CA 19-9 measurement is commonly used as an adjunct in the initial diagnostic workup of suspected cases of pancreatic cancer.4 An elevated presurgical CA 19-9 level has been found to be an independent predictor of high mortality after surgical resection in patients with biliary tract malignancies.5 Serial tumor marker tests were not performed in our patient’s case, but the results likely would have shown a progressive increase in the CA 19-9 level in the months leading to her diagnosis.6,7 However, the genotype of approximately 5% of the population makes them unable to produce CA 19-9, precluding its use as a biomarker for pancreatic cancer.4,5 


  1. Wysocka O, Kulbacka J, Saczko J. Adjuvant, neoadjuvant, and experimental regimens in overcoming pancreatic ductal adenocarcinoma. Prz Gastroenterol. 2016;11(3):155-162.
  2. Baker EH, Ross SW, Seshadri R, et al. Robotic pancreaticoduodenectomy for pancreatic adenocarcinoma: role in 2014 and beyond. J Gastrointest Oncol. 2015;6(4):396-405.

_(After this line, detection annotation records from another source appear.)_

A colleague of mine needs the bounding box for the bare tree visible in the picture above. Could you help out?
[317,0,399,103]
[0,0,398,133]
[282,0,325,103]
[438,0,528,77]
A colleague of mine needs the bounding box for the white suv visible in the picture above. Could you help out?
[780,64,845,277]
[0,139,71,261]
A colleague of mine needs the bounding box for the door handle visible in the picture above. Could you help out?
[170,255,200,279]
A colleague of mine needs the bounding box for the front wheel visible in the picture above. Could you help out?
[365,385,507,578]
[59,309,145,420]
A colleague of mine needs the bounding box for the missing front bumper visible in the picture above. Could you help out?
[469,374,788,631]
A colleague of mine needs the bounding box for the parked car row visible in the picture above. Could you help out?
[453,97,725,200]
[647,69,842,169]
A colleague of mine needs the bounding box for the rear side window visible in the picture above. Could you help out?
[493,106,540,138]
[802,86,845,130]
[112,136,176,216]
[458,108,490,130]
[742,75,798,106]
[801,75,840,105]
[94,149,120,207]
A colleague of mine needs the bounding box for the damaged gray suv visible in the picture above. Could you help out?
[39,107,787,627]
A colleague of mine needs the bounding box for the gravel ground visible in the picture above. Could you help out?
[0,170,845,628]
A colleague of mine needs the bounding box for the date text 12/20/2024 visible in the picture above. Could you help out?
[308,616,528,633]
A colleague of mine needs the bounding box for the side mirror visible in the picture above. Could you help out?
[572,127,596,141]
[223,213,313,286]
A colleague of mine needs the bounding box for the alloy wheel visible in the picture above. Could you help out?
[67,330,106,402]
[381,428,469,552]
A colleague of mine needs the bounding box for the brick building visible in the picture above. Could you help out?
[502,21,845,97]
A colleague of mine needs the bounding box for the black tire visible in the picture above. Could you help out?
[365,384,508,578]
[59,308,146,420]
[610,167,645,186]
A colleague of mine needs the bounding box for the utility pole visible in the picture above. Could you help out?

  3. Jiao L, Li D. Epidemiology and prospects for prevention of pancreatic cancer. In: Neoptolemos JP, Urrutia R, Abbruzzese JL, Büchler MW, eds. Pancreatic Cancer. Vol 1. New York, NY: Springer; 2010:3-25.
  4. Goonetilleke KS, Siriwardena AK. Systematic review of carbohydrate antigen (CA 19-9) as a biochemical marker in the diagnosis of pancreatic cancer. Eur J Surg Oncol. 2007;33(3):266-270.
  5. Hatzaras I, Schmidt C, Muscarella P, Melvin WS, Ellison EC, Bloomston M. Elevated CA 19-9 portends poor prognosis in patients undergoing resection of biliary malignancies. HPB (Oxford). 2010;12(2):134-138.
  6. Tempero MA, Uchida E, Takasaki H, Burnett DA, Steplewski Z, Pour PM. Relationship of carbohydrate antigen 19-9 and Lewis antigens in pancreatic cancer. Cancer Res. 1987;47(20):5501-5503.
  7. Locker GY, Hamilton S, Harris J, et al. ASCO 2006 update of recommendations for the use of tumor markers in gastrointestinal cancer. J Clin Oncol. 2006;24(33):5313-5327.